Founded in 1983, La Terra Fina, meaning “the good earth” in Italian, produces a wide range of all-natural, ready-to-eat refrigerated quiches and dips rich in flavor and high in quality. Its products are sold in supermarkets, club stores, and specialty grocery retailers nationwide. Check them out at or


Prof. Emeritus Karlene Roberts to Advise U.S. Marine Board



Beginning in 2013, Haas Professor Emeritus Karlene Roberts will serve a three-year appointment as an advisory member to the United States Marine Board. Roberts’ role will be to examine issues related to maritime transportation—ports, channels, inland water, seaways—and the environment. She will also help the Marine Board identify research needs.

The Marine Board of the National Research Council (NRC) is part of the Transportation Research Board. The Marine Board has provided expertise on maritime transportation and marine engineering and technology since1965.

"Berkeley engineering professors have been on the Marine Board before and I’m told I will be the first social scientist on the board," says Roberts. "It's important because it is the maritime industry's and the government's recognition that maritime problems are not just technological problems, but have social and environmental implications such as BP’s Gulf of Mexico oil spill crisis."

In October, Roberts attended a meeting about maritime practices in the Arctic. According to Roberts, the Marine Board faces the challenge of getting a majority of U.S. legislators to understand that our nation is an Arctic one. "Because of climate change, the Arctic is dramatically changing, uncovering millions of dollars of minerals that will be mined (including oil) and providing shipping routes that have never before been available. All of this has to be managed with sensitivity because of the vast number of safety problems that will arise. My contribution will be to increase performance reliability and safety," says Roberts.

Roberts is a faculty member of Haas’ Management of Organizations (MORS) group. Throughout her career, she has applied her expertise in the design and management of organizations to serve the national interest. She studies organizational systems that have the potential to cause disaster or catastrophic results. By examining organizations’ successes and failures, Roberts advises on systematic strategies to mitigate crises in industries such as military, health care, railroads, petroleum production, commercial aviation, banking, and community emergency services.

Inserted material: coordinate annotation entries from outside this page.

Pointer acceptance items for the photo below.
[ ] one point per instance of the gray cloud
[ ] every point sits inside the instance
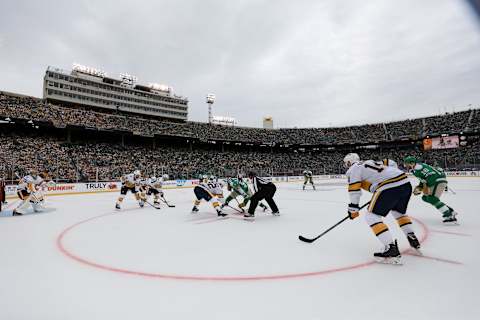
(306, 63)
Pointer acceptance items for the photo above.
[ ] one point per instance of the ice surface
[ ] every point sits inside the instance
(169, 264)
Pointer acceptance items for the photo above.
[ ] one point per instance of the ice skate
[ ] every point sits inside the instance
(391, 255)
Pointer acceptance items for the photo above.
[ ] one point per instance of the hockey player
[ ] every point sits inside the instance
(308, 175)
(263, 189)
(390, 163)
(209, 191)
(26, 192)
(3, 196)
(239, 187)
(391, 194)
(130, 182)
(433, 182)
(154, 186)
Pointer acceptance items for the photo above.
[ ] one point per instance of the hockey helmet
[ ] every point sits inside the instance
(410, 159)
(350, 159)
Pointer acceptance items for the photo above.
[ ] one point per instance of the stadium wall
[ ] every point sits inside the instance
(114, 186)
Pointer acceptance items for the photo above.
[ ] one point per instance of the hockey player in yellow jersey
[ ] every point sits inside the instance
(391, 193)
(130, 182)
(209, 190)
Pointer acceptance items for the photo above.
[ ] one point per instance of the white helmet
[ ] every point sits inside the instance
(350, 159)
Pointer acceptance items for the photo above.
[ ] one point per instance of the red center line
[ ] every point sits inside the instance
(451, 232)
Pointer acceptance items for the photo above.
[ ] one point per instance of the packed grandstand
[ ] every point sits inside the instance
(82, 143)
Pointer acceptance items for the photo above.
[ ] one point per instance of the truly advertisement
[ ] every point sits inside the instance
(102, 186)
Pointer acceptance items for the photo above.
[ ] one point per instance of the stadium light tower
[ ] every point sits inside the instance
(210, 101)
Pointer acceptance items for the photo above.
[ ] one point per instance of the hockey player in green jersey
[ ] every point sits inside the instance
(433, 183)
(238, 187)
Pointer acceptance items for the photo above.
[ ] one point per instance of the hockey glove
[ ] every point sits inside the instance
(353, 211)
(418, 190)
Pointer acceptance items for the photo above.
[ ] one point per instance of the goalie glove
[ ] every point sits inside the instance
(353, 211)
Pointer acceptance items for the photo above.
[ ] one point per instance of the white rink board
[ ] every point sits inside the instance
(124, 253)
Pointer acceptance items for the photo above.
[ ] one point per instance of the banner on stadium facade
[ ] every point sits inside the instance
(441, 143)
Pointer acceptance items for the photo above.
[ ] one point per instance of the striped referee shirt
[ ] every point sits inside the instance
(259, 183)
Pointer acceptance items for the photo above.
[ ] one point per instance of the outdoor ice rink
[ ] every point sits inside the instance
(80, 259)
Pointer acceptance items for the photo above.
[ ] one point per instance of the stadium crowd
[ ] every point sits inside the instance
(107, 161)
(28, 108)
(90, 161)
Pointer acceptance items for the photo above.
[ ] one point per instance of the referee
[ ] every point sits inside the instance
(262, 189)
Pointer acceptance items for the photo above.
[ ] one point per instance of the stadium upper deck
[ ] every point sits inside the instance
(87, 86)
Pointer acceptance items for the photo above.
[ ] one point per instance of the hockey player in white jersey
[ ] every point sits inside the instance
(130, 182)
(154, 187)
(28, 193)
(210, 191)
(390, 163)
(308, 176)
(391, 193)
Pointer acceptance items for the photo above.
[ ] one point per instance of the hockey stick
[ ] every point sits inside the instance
(310, 240)
(166, 202)
(158, 208)
(241, 212)
(238, 203)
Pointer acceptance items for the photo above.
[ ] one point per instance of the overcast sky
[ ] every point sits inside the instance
(305, 63)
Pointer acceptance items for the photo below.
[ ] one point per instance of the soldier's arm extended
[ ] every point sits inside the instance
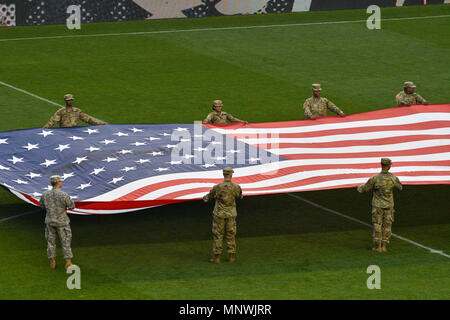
(307, 110)
(91, 120)
(233, 119)
(211, 195)
(208, 118)
(332, 107)
(400, 100)
(54, 119)
(367, 187)
(239, 193)
(420, 99)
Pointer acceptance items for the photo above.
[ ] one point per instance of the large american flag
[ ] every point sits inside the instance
(121, 168)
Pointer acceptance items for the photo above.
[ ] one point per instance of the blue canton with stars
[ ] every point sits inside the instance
(95, 160)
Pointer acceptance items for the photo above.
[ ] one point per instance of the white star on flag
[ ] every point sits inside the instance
(106, 141)
(97, 171)
(138, 144)
(90, 131)
(84, 186)
(74, 138)
(46, 133)
(20, 181)
(14, 160)
(48, 163)
(62, 147)
(80, 160)
(124, 151)
(33, 175)
(141, 161)
(31, 146)
(67, 175)
(121, 134)
(91, 149)
(109, 159)
(115, 180)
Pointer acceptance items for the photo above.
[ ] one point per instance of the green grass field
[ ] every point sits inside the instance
(287, 249)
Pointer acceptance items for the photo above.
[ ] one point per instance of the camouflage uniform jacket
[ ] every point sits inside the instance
(70, 117)
(55, 202)
(382, 185)
(406, 99)
(223, 117)
(225, 194)
(317, 107)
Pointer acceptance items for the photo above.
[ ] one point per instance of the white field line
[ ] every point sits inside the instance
(29, 93)
(220, 29)
(19, 215)
(367, 225)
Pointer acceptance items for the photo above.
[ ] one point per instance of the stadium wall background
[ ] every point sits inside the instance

"Some handle crisis right and some have big, disastrous outcomes. My favorite example of getting it right is pilot Chesley 'Sully' Sullenberger, who successfully landed his commercial aircraft into the Hudson River in January 2009 and is now a respected speaker on airline safety," Roberts says. "The best example of an organization that did not get it so right is BP. BP was responsible for the 2010 oil spill in the Gulf of Mexico and a Texas City refinery explosion just five years earlier."

Roberts also served on the NRC’s Standing Committee on Human Factors (1997-2003), Committee on Work Environments for Nurses and Patient Safety (2002-2003), Committee on Aerospace Medicine and Medicine in Extreme Environments (2004-2005), and Committee on Core Competencies for Federal Facilities Asset Management, and most recently, contributed to the Bureau of Reclamation Security Study (2007-2008).